Edited by: Mini Tee on 09/07/2010 07:22:30
Great concept and I'd love to see this be put in place Embarassed
Looks like the only thing it needs is some really rich player that you can trust and who takes the time and effort to do his risk analysis.

EDIT: A problem I find with this is how easy it is to manipulate prices. And the two parties will have to agree on which price they use as measurement. Simply the ask when buying and bid when selling? Something like a feed which prints a list of recently completed orders might be better, which doesn't exist right now.

Companion Trollin
You are going too fast
Posted - 2010.07.09 07:29:00 - [10]
 

Why the hell would player A do all the work buying and selling golems so someone else can profit?

Mini Tee
Posted - 2010.07.09 07:35:00 - [11]
 

Because his risk is very low, and he can make money off commission.

He doesn't have to make the call what to sell or buy, where price will go, he only has to determine where price probably won't go.

TornSoul
BIG
Gentlemen's Agreement
Posted - 2010.07.09 07:41:00 - [12]
 

I think that the main problem is that prices in *general* don't move much over the timeframe of a month (except around expansions).

So to actually make any worthwhile ISK you would need to put in a lot of ISK.

But if you (player B) already got a lot of ISK, you don't need player A (you are in fact a player A by definition)

And those with the business sense to actually spot those opportunities where theres a decent profit to make, will already be a player A type.


Vaerah Vahrokha
Minmatar
Vahrokh Consulting
Posted - 2010.07.09 10:18:00 - [13]
 

Originally by: TornSoul
I think that the main problem is that prices in *general* don't move much over the timeframe of a month (except around expansions).

So to actually make any worthwhile ISK you would need to put in a lot of ISK.



This has been dealt with in RL, where a security might move by 0.00001 euros and yet it's made profitable.

Once again, there are several obstacles to place a secondary market in EvE but the single real showstopper is in the players not willing (or knowing) to participate. Everything else can be worked around.

Wyke Mossari
Gallente
Posted - 2010.07.09 11:35:00 - [14]
 

Originally by: Claire Voyant
One possible problem with this is that true speculators are probably pretty rare in Eve. Possible reasons might be that CCP can change the rules at any moment wiping out your bet. Or that there are plenty of speculation opportunities that don't really require you to leverage your bets (PI being the current example) because the expected return is already so high.


I can't agree with that. If we look at the situation with PI and the number of intermediate items being produced below cost. It is almost a case study for derivatives.
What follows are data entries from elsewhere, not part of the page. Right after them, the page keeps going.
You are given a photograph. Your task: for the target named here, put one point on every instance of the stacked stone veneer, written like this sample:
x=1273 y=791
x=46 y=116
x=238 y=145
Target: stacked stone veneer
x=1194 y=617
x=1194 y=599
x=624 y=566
There are so many opportunities to profit, but I'm convinced the liquidity is just not there. I certainly don't have the liquidity to exploit all the profitable opportunities I see and would leap at the opportunity to leverage my investment 10 fold. I suspect that most mid-tier traders are constrained by the same problem. I think one of the main reasons it's taking so long to stabilise is that lack of liquidity to buy out the low ball sell orders.